Reden wir nicht so seit Jahr und Tag mit großer Selbstverständlichkeit, auch wenn ein volles Glas voller zu füllen gar nicht geht. ›Wohlgesonnen‹ ist uns so mancher eventuell, obwohl immerhin noch kaum einer mit ›Gleichgesonnenen‹ rumhängt. Und wie der korrekte Konjunktiv von ›brauchen‹ heißt, weiß wohl ohnehin nur noch ein Sprachakrobat.

Auch der Publizist Dieter E. Zimmer beschäftigt sich in seinem Buch Sprache in Zeiten ihrer Unverbesserlichkeit (Hamburg: Hoffmann und Campe 2005) mit Sprachkritik und Sprachwissenschaft, hinterfragt also, ob wir ›gewunken‹ sagen dürfen oder nicht doch lieber ›gewinkt‹, hinterfragt auch, ob wir Sprachkritik überhaupt benötigen, hinterfragt, ob Robert A. Hall nicht Recht hatte, als er sagte, man soll seine Sprache in Ruhe lassen (S. 31), ob also Normen überflüssig, ja, ob nicht gar Wörterbücher und Grammatiken vollkommen nutzlos seien.

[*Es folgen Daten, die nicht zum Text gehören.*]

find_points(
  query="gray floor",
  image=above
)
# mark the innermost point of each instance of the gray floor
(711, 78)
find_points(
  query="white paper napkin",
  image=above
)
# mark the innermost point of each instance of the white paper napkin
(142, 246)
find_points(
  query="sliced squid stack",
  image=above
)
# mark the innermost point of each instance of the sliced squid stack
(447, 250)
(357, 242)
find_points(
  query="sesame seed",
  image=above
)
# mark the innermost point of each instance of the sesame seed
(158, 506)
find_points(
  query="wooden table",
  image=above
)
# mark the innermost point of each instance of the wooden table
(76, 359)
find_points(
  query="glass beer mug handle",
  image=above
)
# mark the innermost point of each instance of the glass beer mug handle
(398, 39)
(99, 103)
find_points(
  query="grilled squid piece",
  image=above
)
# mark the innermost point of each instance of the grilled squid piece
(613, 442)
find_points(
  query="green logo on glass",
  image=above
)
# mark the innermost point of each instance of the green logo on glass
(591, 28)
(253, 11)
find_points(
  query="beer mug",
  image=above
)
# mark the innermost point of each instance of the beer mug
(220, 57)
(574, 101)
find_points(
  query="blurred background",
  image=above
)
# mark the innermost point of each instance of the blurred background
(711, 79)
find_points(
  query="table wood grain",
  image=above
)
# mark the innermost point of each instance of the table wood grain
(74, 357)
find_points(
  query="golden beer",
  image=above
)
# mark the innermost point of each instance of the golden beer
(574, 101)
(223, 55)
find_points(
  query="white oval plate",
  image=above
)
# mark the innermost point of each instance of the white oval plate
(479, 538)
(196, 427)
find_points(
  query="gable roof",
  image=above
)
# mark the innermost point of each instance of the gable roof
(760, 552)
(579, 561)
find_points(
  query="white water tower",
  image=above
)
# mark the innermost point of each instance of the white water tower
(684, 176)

Es geht auch um ›McDeutsch‹ (S. 105), darum also, was gut daran ist, was schlecht, fremde Worte einzuführen in die deutsche Sprache, und darum, wie die englische Grammatik in die deutsche hineinzuwirken beginne (S. 149). Ein großes Kapitel ist der Rechtschreibreform gewidmet; das ist naturgemäß besonders spannend, vor allem deshalb, weil Zimmer nüchtern zu analysieren versteht und nicht im Viereck rumspringt wie ein kleines Kind, dem man den Lolli geklaut hat – so, wie es die Sprachexperten tun, die ihren Senf nicht dazugeben durften zur Reform und deshalb Zetermordio rufen und der Welt wohl am liebsten adieu (oder Adieu?) sagen würden.

Zimmer zeigt zwei Dinge auf: Erstens, die Mythen, die sich bei den fundamentalistischen Gegnern der Reform festgesetzt haben; zweitens, die offensichtlichen Schwächen der Reform (Groß-, Getrennt- und Zusammenschreibung usw.).

Ein Buch für jeden, der sich gerne mit der deutschen Sprache beschäftigt. Sehr empfehlenswert.